Images of building facades carry much information about design. With the rapid progress of computer vision (CV) technology, image-based research and the practice of architecture have become a promising field [1]. Many intelligent applications, such as knowledge discovery and 3-D reconstruction [2,3], were developed to support the architects in various ways. In order for the design information to be further used, it is necessary to segment the building facades accurately [4].
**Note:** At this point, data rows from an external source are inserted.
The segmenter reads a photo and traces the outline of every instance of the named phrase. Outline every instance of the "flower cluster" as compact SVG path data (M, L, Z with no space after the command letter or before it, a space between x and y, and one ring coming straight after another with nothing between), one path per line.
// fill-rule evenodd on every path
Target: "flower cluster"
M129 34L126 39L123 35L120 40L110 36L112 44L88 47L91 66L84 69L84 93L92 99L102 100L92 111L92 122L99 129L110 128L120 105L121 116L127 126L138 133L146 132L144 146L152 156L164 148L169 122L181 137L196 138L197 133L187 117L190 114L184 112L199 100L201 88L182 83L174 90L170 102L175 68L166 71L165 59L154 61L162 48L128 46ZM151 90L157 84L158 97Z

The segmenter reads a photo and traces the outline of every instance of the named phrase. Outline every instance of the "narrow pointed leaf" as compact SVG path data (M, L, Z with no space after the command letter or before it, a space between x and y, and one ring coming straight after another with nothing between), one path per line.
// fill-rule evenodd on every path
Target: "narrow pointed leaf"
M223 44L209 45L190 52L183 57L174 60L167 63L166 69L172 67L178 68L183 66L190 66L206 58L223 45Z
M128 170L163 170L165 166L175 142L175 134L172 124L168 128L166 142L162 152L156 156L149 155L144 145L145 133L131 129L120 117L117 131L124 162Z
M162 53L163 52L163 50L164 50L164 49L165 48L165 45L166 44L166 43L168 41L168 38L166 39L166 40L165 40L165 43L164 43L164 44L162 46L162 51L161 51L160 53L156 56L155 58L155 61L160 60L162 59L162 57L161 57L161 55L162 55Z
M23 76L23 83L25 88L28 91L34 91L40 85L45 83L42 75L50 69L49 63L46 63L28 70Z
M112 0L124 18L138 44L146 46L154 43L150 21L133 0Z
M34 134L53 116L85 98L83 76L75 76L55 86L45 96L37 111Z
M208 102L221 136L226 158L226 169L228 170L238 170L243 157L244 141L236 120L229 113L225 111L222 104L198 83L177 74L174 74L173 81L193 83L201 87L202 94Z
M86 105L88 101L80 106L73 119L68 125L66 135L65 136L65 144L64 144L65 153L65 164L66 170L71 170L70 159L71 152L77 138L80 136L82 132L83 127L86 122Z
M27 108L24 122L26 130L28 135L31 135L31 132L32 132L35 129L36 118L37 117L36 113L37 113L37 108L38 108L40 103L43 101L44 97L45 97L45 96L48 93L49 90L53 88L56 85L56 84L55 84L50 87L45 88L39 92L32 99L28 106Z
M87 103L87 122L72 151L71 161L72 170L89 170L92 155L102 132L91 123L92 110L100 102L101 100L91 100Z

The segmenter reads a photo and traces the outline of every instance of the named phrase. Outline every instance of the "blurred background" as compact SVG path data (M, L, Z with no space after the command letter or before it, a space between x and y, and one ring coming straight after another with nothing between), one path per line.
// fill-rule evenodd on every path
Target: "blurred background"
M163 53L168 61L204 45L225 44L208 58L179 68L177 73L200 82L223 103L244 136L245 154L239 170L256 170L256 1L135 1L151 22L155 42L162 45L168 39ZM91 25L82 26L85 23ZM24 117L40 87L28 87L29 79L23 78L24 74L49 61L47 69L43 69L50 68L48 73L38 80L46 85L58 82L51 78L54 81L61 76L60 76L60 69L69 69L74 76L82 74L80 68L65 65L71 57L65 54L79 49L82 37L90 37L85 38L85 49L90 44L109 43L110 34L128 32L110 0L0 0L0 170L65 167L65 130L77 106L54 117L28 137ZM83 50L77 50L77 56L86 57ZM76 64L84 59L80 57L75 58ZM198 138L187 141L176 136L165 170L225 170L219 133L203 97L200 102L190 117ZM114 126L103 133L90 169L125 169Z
In the past few years, scholars have explored the semantic segmentation of building facades. Training classifiers to recognize the facade elements of different classes is a dominant direction of these studies [5]. Martinovic et al proposed a three-layered approach (ATLAS) to improve the segmentation of rectified building facades by combining classifiers and object detectors [6]. For unrectified facades, Lotte et al integrated convolutional neural network (CNN), Structure-from-Motion (SfM), and Multi-View-Stereo (MVS) to segment the facades with high spectral and spatial variability [7]. Focused on the segmentation of windows, Neuhausen and Konig trained soft cascaded classifiers to detect windows in ground view facade images [8]. By using a spatial attention and relation module, Mask R-CNN, an advanced CNN architecture, was optimized to improve the segmentation of windows at the instance level [9]. Mao et al devised a projection-based method [10] to segment the glass facade in oblique aerial images with geometric deformation and distortion. Besides machine learning, Oskouie, Becerik-Gerber, and Soibelman used the gradient profile of images to predict the locations of the common facade elements (i.e., windows and doors) [11]. These locations are then used to extract pixel- and texton-level local and global features to classify the facade elements.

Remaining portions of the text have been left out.